Question

find the solution of the given initial value problem. Sketch the graph of the solution and describe its behavior for increasing\(t.\) $$ y^{\prime \prime}+y^{\prime}+1.25 y=0, \quad y(0)=3, \quad y^{\prime}(0)=1 $$

Short answer

The solution to the given second-order linear homogeneous differential equation with initial conditions is: $$ y(t) = e^{-\frac{t}{2}}(3 \cos(2t) + \frac{5}{4} \sin(2t)) $$ As time increases, the solution exhibits damped oscillatory behavior, with oscillations gradually decreasing in amplitude and approaching zero due to the damping effect of the exponential term.

Step-by-step solution

Solve the homogeneous differential equation

We have a second-order linear homogeneous differential equation, given by: $$ y^{\prime \prime} + y^{\prime} + 1.25y = 0 $$ To solve this, let's assume a solution of the form \(y(t) = e^{rt}\). Substituting this into the equation, we obtain the characteristic equation: $$ r^2 + r + 1.25 = 0 $$ We'll now solve for the roots of this quadratic equation.

Find the roots of the characteristic equation

To find the roots of the characteristic equation, we can use the quadratic formula: $$ r = \frac{-b \pm \sqrt{b^2 - 4ac}}{2a} $$ In our situation, \(a=1\), \(b=1\), and \(c=1.25\).
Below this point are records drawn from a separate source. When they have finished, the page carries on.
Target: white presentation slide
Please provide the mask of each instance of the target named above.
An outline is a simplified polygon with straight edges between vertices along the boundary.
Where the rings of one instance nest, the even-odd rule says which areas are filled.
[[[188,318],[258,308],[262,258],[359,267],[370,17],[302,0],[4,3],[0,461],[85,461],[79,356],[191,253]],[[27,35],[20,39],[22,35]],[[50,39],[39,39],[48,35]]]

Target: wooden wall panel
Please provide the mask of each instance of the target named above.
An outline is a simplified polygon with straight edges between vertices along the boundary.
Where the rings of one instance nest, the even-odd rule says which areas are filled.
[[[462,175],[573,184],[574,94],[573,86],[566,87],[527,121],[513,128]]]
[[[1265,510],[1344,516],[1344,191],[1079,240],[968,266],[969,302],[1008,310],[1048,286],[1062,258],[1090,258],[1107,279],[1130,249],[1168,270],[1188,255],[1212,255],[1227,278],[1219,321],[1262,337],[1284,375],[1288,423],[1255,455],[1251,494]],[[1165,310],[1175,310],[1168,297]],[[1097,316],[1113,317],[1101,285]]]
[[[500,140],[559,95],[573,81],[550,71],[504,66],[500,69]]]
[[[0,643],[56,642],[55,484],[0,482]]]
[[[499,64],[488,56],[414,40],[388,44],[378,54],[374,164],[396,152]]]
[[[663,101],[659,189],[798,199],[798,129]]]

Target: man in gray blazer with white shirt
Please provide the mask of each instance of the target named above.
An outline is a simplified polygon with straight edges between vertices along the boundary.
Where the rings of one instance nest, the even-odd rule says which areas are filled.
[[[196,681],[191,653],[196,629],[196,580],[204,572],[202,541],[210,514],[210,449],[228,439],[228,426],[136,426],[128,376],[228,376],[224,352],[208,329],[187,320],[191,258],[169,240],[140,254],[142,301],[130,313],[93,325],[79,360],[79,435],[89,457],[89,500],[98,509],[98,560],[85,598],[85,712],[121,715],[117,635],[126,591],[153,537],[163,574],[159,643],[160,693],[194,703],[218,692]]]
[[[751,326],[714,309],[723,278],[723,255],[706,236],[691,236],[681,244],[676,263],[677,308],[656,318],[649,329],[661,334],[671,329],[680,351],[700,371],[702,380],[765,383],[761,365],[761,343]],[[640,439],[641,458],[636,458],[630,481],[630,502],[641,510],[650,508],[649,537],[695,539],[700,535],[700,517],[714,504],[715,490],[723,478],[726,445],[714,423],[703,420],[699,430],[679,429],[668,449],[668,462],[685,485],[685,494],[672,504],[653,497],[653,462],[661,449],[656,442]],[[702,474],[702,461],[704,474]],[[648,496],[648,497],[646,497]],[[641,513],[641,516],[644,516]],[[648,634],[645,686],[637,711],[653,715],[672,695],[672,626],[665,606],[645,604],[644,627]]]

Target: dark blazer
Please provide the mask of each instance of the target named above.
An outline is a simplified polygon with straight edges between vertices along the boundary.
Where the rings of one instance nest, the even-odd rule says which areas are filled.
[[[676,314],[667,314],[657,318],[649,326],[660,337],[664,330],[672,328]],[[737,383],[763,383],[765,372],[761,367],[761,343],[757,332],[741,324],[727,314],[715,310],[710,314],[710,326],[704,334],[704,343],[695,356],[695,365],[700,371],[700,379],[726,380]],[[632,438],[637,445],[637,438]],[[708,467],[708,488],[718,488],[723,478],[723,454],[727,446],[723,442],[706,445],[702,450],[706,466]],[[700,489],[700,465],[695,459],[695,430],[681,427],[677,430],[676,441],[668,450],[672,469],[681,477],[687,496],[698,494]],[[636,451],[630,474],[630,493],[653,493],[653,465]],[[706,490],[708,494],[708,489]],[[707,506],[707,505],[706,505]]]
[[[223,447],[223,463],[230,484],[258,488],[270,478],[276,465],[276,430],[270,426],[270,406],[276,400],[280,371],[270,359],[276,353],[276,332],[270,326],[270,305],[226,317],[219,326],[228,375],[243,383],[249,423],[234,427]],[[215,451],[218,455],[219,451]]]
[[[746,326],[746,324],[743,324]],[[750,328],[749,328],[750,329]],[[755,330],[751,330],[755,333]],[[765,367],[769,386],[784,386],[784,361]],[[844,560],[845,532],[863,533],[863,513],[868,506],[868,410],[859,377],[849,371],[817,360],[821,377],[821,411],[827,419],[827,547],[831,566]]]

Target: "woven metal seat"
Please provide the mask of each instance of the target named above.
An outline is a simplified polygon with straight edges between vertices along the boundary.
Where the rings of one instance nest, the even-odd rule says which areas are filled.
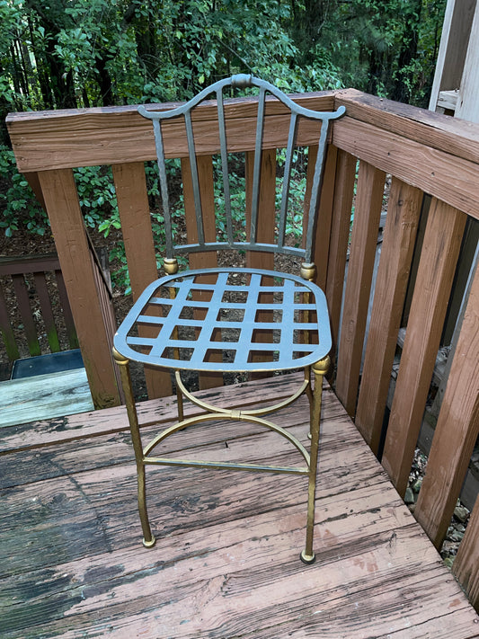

Putting the values in the formula we get, $$ r = \frac{-1 \pm \sqrt{1 - 4 \cdot 1.25}}{2} = \frac{-1 \pm \sqrt{-4}}{2} $$ Since we have two complex roots, \(r_{1,2} = \frac{-1 \pm 2i}{2}\), our solution takes the form: $$ y(t) = e^{-\frac{t}{2}}(C_1 \cos(2t) + C_2 \sin(2t)) $$ Here, \(C_1\) and \(C_2\) are constants to be determined using the initial conditions.

Apply the initial conditions

The initial conditions are given by \(y(0)=3\) and \(y^{\prime}(0)=1\). Let's apply them to find the constants \(C_1\) and \(C_2\). First, using \(y(0)=3\), we get: $$ 3 = e^{0}(C_1 \cos(0) + C_2 \sin(0)) \Rightarrow C_1 = 3 $$ Now, we need to find \(y'(t)\). Differentiating \(y(t)\) with respect to \(t\), we get: $$ y^{\prime}(t) = -\frac{1}{2} e^{-\frac{t}{2}}(3 \cos(2t) + C_2 \sin(2t)) + e^{-\frac{t}{2}}(- 3 \sin(2t) + 2 C_2 \cos(2t)) $$ Now, apply the second initial condition \(y^{\prime}(0)=1\): $$ 1 = -\frac{1}{2} e^{0}(3 + 0) + e^{0}(0 + 2 C_2) \Rightarrow C_2 = \frac{5}{4} $$ So, the particular solution is: $$ y(t) = e^{-\frac{t}{2}}(3 \cos(2t) + \frac{5}{4} \sin(2t)) $$

Sketch the graph and describe the behavior

We observe that the damped oscillatory behavior of the solution is characterized by a decaying exponential envelope \(e^{-\frac{t}{2}}\), which damps the oscillations as \(t\) increases. The oscillations are sinusoidal, with a frequency of \(2\). To sketch the graph, plot the decaying exponential \(e^{-\frac{t}{2}}\) and oscillations \(3 \cos(2t) + \frac{5}{4} \sin(2t)\) together. The graph will show oscillatory behavior with an amplitude that decreases as \(t\) increases. In summary, as \(t\) increases, the solution oscillates with decreasing amplitude due to the damping effect of the exponential term, eventually approaching zero.